Doha (AsiaNews/Agencies) – Qatar's ruler said Tuesday "crises pass" but warned about "long-lasting" scars from an acrimonious diplomatic dispute that has seen Doha isolated by Saudi Arabia and other Gulf and Muslim nations for more than a year.
In his annual address to the nation, Emir Sheikh Tamim bin Hamad al-Thani called on other Gulf states to respect Qatar's sovereignty and not "interfere" in its domestic affairs. "History,” he said, “teaches us that crises pass, but their mismanagement may leave behind long-lasting effects".

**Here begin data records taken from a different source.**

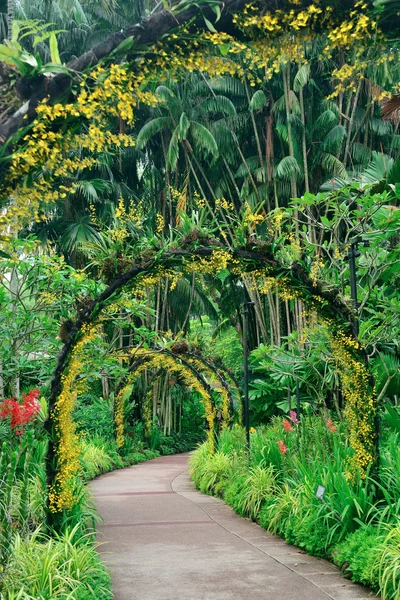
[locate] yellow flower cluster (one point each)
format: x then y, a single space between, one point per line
159 360
218 387
250 219
360 399
61 494
316 268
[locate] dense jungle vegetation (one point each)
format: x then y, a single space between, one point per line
219 160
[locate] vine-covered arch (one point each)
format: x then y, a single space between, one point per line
336 313
189 373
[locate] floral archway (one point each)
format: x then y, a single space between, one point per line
294 280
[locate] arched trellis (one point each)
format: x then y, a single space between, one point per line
180 366
62 462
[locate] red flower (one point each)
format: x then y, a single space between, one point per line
330 425
21 414
286 425
282 447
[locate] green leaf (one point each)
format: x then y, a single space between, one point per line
326 222
54 53
287 168
204 138
216 9
124 46
183 126
150 129
302 77
258 101
224 49
173 150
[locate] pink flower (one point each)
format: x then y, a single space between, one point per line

Since June of last year, Saudi Arabia, the United Arab Emirates, Bahrain and Egypt have cut off all relations with Qatar and imposed a strict embargo on trade. They accuse Qatar of financing terrorist groups in the region. Qatari leaders deny the claim, slamming their neighbours for seeking regime change.
According to some analysts and experts, close Qatari-Iranian relations are the cause of the clash between Qatar and Saudi Arabia. In fact, Qatar and Iran recently reiterated their mutual economic and diplomatic support. Others blame the rivalry between Doha and Abu Dhabi among Sunnis for the crisis.
The net effect has been the isolation of the small Gulf emirate, which has opted for closer ties to Iran, Turkey and Morocco. Many goods now reach Qatar via Kuwait and Oman.
"It's truly regrettable that the continuation of the Gulf crisis revealed the failure of the GCC to achieve its objectives and meet the aspirations of our Gulf people,” the Qatari monarch said. The GCC is the Gulf Co-operation Council.
Al-Thani noted that Qatar had suffered no economic damage from the boycott and predicted it would retain its position as the world's largest exporter of liquefied natural gas.
"Our oil and gas exports have not been affected by the blockade," he said. "The state has been keen on fulfilling all its obligations under the existing contracts and has signed several long-term contracts, the latest of which was with Petro China."
The crisis has cast a shadow over Qatar's preparations for the 2022 World Cup, which could still be moved. Construction at World Cup sites has been plagued by allegations of labour rights violations. Investigations last year found no reason for legal action.
Qatar said it was spending around 0 million a week to prepare for 2022.
In a warning for the population, the sheikh said that the country's astonishing wealth must be matched by ethics and morality to avoid a “state of social corruption. He did not mention rights.